Marine Link
Tuesday, October 25, 2016

Dutch Invention Prevents Towline Failure on Tugboats

May 30, 2012

The Rotterdam based shipping company Rotortug and ASD Ship Design from Alblasserdam have invented a revolutionary tugboat technology (‘tugnology’) to prevent towline failures from chafing against a tugboats fixed towing point.

Conventional towing point designs are usually fixed bitts fitted with polished and stainless steel cladding in line contact areas guiding a towline to a towing winch. Using state of the art towing winches, towlines are winched in and out automatically by using a pre‐set line force to prevent both dynamic overloads and slack wires. Synthetic towlines can easily fail due to chafing and friction with increased risks for safety.

Fast in‐ and outgoing movements of a towline with these winches cause high temperatures in especially the inner core of synthetic towlines. This is an even bigger issue at high outdoor temperatures. The fiction and the high result temperature cause much wear and, at the end, failure of a towline connection.

Rotortug and ASD Ship Design in co‐operation with the company Ridderinkhof in Hasselt have developed a rotating wheel construction to guide the towline without friction. ‘’Our azimuth friction free towing point will be of great influence to towing methods,’’ according to Mr.

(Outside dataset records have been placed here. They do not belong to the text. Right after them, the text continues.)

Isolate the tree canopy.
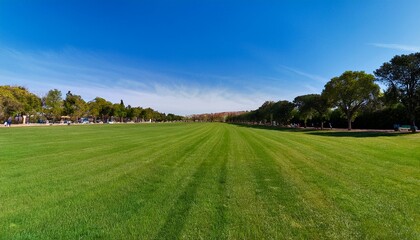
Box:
[322,71,379,130]
[374,53,420,132]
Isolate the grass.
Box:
[0,123,420,239]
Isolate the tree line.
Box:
[227,53,420,132]
[0,85,183,123]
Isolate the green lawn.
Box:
[0,123,420,239]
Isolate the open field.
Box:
[0,123,420,239]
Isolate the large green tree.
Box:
[0,86,41,119]
[322,71,379,130]
[63,91,88,122]
[293,94,330,129]
[374,53,420,132]
[293,94,317,128]
[43,89,63,122]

Ton Kooren of Rotortug. ‘’Especially when synthetic towlines are used our invention holds many advantages.’’ The patent on this invention is currently pending. Synthetic towlines are gradually replacing steel wire towlines. They are generally seven times lighter compared to equivalent steel wire towlines. In fact synthetic towlines are so light (and thus easy to handle) they float in water. A downside to synthetic towlines is their sensitivity to chafing and maximum safe working temperatures. Together with the Rotterdam based maritime service provider Kotug International and the Rotterdam pilot organization Rotortug has developed new methods to assist sea going ships.

One of these methods is the so called ‘rotoring’, a method through tugs of the Rotortug type can assist objects to be towed and moored in confined spaces. The azimuth friction free towing point enables ‘rotoring’ in heavy seas.

Rotortug bv develops, builds and sales tugs. The Rotterdam based company is known for its revolutionary tug concept Rotortug, featuring three azimuth thrusters which provide a greater maneuverability and better specific towing characteristics compared to conventional tugboat designs.